Voice Out

20:59:00

There is something that seems to bother me and that is when I am not able to do the things that I love. People will always be saying stuffs and complain about the things I do and they don't approve but somehow some of these things that I do, I feel that they are not even causing any harm to anyone.  At times I don't quite understand why do I need to stop doing something just because someone thinks it is bad for me when I myself am not causing any harm to myself.


I mean yeah sure, my photos on Instagram and my facebook posts can be racy or provocative but it is just something I enjoy doing. I am just being happy in my own skin and I love taking such shots. It is not to attract attention from male viewers or anything but I love erotic stuffs. I am totally honest about this and I do express my love for such stuffs by talking about such stuffs and taking such photos. But just because I take such photos or wear such things, it doesn't mean that I go about sleeping around with random guys. Even though my photos and captions are suggestive, I just am not into casual sex. I am a girl. The reason why I won't have any fuckbuddies or anything is because I am the sort who will have sex with someone only if there is a lot of love and when I feel ready. And females always get emotionally attached to guys. Yes, I am one of those "cuddle me" after sex. I don't want to just get out of the bed and act normal and not see the guy again.


Maybe you might be suggesting to me "Not to take such photos then since people are always commenting" but I am wondering why should I. I mean if people are really affected by my photos or statuses and complaining, then I honestly suggest that you unfollow me if it is bothering you so much. If you can't accept me for doing something I love then I don't think that we can get along. Maybe it is because it is Singapore, so people here are not as open-minded but I really don't see a problem with what I am doing as of now. I do not have any regrets or whatsoever.


The thing that bothers me the most is why would you show a dislike or disapproval to someone when they are actually doing something they love and that they are happy about. I do feel that I am pretty much doing fine with my life. I've got my job, I am doing pretty okay in school, I have great friends around me....so I don't really see any negativity in whatever I am doing.


Another thing is why do people always look at the bad side of things instead of the good.
Why are we always judging one another when we aren't that perfect ourselves?
Apparently, some people are also disapproving of me whenever I have an opinion.
Does this mean that in future I should just keep my opinions of something to myself?
I mean afterall, it is a free world and we can pretty much do whatever we want because we live for ourselves.
You can't just judge a person based by your own perceptions of them. Maybe you don't know them well enough.


I am sorry if I have indeed offended anyone or anything but I just felt like I should get my points across. If you really can't accept me then just unfollow me on instagram and unfriend me on facebook. My life doesn't depend on how many likes I get in a photo in a day nor does it depend how many followers I have. I blog about such topics and take photos because it is my passion.
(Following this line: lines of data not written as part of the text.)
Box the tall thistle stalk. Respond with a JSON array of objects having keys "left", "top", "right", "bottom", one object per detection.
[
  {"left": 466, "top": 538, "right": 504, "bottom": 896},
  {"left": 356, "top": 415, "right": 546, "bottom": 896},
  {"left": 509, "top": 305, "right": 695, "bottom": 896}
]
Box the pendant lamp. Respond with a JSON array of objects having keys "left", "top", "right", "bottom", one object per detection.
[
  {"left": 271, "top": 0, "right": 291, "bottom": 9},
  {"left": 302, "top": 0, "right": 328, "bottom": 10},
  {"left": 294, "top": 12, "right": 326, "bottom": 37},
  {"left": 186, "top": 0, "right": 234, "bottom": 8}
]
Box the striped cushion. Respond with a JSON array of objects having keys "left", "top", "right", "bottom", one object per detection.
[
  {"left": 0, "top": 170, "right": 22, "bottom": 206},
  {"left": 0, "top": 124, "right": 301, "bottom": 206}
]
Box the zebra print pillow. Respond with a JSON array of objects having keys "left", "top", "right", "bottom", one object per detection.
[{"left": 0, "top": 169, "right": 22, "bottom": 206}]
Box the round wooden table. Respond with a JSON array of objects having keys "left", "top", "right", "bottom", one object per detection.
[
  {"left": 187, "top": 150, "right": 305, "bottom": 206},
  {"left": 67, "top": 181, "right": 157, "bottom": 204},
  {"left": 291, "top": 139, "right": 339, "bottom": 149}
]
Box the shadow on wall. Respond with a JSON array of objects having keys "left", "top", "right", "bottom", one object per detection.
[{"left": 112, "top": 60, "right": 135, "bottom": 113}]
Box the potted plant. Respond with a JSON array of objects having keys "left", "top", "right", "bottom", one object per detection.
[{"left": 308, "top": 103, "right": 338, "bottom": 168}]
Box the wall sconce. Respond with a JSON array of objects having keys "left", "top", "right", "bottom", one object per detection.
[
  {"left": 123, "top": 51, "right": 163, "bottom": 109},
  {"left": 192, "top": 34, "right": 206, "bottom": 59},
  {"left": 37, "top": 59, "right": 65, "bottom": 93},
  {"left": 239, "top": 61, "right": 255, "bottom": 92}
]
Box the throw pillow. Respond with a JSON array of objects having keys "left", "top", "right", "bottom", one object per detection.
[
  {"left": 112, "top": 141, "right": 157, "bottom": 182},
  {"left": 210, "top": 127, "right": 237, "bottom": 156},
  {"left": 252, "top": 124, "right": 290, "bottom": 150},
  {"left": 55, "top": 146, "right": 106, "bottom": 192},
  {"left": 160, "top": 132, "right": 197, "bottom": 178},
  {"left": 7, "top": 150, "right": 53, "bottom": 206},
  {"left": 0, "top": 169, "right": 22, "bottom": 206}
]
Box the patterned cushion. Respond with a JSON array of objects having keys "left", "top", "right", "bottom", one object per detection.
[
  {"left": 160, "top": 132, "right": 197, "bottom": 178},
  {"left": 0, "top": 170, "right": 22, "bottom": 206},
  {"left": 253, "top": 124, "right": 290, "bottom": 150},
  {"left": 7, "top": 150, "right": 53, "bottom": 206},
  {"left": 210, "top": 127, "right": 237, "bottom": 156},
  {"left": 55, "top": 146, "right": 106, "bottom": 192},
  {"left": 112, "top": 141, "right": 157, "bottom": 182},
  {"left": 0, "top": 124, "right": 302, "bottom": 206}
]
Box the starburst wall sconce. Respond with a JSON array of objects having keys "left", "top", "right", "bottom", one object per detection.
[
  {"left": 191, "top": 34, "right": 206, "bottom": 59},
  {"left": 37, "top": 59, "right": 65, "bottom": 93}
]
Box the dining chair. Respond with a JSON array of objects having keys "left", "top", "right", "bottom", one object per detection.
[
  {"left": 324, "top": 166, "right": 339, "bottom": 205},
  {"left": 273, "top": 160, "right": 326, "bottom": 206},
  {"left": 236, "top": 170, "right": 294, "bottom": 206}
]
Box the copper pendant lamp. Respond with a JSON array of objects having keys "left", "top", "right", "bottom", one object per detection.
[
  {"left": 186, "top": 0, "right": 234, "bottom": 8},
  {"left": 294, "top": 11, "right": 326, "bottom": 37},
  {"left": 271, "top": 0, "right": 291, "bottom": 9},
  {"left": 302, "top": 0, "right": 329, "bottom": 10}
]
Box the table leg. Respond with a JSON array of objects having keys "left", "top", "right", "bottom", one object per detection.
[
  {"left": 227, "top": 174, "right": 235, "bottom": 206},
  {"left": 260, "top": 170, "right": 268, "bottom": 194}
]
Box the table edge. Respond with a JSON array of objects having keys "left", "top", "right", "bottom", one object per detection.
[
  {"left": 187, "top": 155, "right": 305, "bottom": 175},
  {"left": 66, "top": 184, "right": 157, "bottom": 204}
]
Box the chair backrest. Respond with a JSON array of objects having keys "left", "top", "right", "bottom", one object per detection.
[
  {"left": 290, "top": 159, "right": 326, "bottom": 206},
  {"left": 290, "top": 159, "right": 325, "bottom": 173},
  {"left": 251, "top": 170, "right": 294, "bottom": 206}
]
So don't have that opinion of me that I am doing this because I want more views or whatever. I really cannot be bothered. I am not like some bloggers who just use their titles as a powercard to get whatever they want nor am I very hard up for sponsorships and such.I am just someone who writes on her blog because I have so much views and opinions and I love sharing them here with whoever is reading this. I love doing what I am doing. I honestly would love to try taking photos of women in future but I am not equipped with very high end cameras nor do I have the correct skills. But if you are really passionate about something, even taking a photo using your mobile phone can make a photo look really good. Yes, I enjoy taking photos, messing around with filters and just let my creativity juice run wild. It just makes me feel happy when I get the outcome I want.


So no , I am not going to stop whatever I am doing just because you think I should.
This is who I am and this is what I love doing.